Evaluation of the relative influences of environmental and spatial processes in structuring aquatic metacommunities is an essential first step for understanding how these factors govern species distributions and affect spatial and temporal variability in community structure. Such variability has many causes and consequences at different scales. In the case of phytoplankton metacommunities, both species sorting and mass effect processes are likely to be important in structuring the patterns of biomass distribution on large spatial scales.
We investigated the influences of environmental and spatial components on the phytoplankton community on a large spatial scale, consisting of a reservoirs‐river‐floodplain lakes gradient in a Neotropical region. Using partial redundancy analysis, we partitioned the relative role of environmental (environmental filters) and spatial (asymmetric eigenvector maps) processes structuring phytoplankton biomass.

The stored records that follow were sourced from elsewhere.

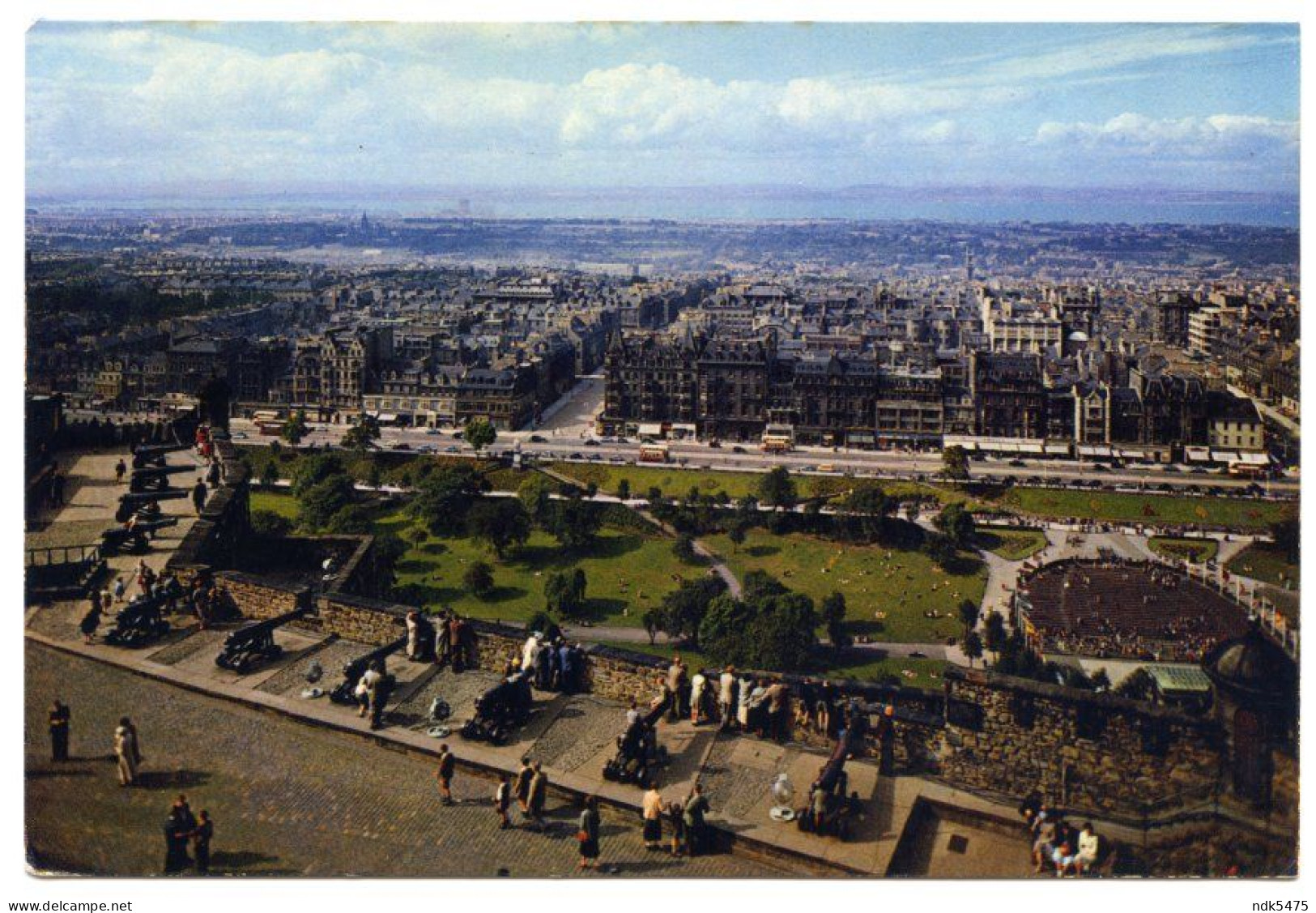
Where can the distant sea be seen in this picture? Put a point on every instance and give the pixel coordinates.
(1132, 207)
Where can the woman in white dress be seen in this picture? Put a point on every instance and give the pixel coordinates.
(128, 752)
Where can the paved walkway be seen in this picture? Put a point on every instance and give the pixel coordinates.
(286, 799)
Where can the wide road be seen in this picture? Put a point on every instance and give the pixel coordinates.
(861, 463)
(287, 799)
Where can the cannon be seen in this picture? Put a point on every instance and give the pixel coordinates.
(121, 538)
(254, 643)
(140, 622)
(500, 710)
(153, 454)
(130, 504)
(155, 478)
(351, 672)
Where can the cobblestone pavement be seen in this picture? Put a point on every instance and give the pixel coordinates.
(287, 799)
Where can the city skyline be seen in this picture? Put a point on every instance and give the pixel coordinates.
(151, 108)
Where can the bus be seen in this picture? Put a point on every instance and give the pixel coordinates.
(653, 453)
(1249, 470)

A clear difference of the limnological conditions was observed between the reservoirs and river–floodplain lakes system. High species richness and higher mean values of phytoplankton biomass were recorded in the floodplain lakes. Variation partitioning demonstrated the importance of both environmental and spatial process in phytoplankton biomass structuring. However, the relative importance of these processes may vary over time.
Our results suggest that from a metacommunity perspective, the phytoplankton biomass of upstream reservoirs and a downstream river–floodplain lakes system is determined by environmental conditions (species sorting process), mainly in the floodplain lakes; and by high dispersion rates favoured by the connectivity and unidirectional flow (mass effect process), mainly between the reservoirs and the river.